Research Abstract


Madden–Julian Oscillation prediction skill of a new-generation global model demonstrated using a supercomputer

2014年5月6日 Nature Communications 5 : 3769 doi: 10.1038/ncomms4769


宮川 知己1, 佐藤 正樹1,2, 三浦 裕亮1,3, 富田 浩文1,4, 八代 尚4, 野田 暁1, 山田 洋平1, 小玉 知央1, 木本 昌秀2 & 米山 邦夫1

  1. 海洋研究開発機構
  2. 東京大学 大気海洋研究所
  3. 東京大学 理学系研究科
  4. 理化学研究所 計算科学研究機構
Global cloud/cloud system-resolving models are perceived to perform well in the prediction of the Madden–Julian Oscillation (MJO), a huge eastward -propagating atmospheric pulse that dominates intraseasonal variation of the tropics and affects the entire globe. However, owing to model complexity, detailed analysis is limited by computational power. Here we carry out a simulation series using a recently developed supercomputer, which enables the statistical evaluation of the MJO prediction skill of a costly new-generation model in a manner similar to operational forecast models.
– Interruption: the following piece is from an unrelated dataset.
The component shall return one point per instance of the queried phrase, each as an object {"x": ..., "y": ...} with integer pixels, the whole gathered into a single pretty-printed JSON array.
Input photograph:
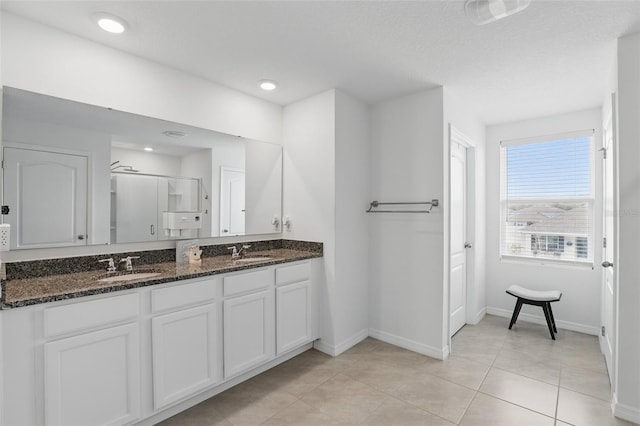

We estimate the current MJO predictability of the model as 27 days by conducting simulations including all winter MJO cases identified during 2003–2012. The simulated precipitation patterns associated with different MJO phases compare well with observations. An MJO case captured in a recent intensive observation is also well reproduced. Our results reveal that the global cloud-resolving approach is effective in understanding the MJO and in providing month-long tropical forecasts.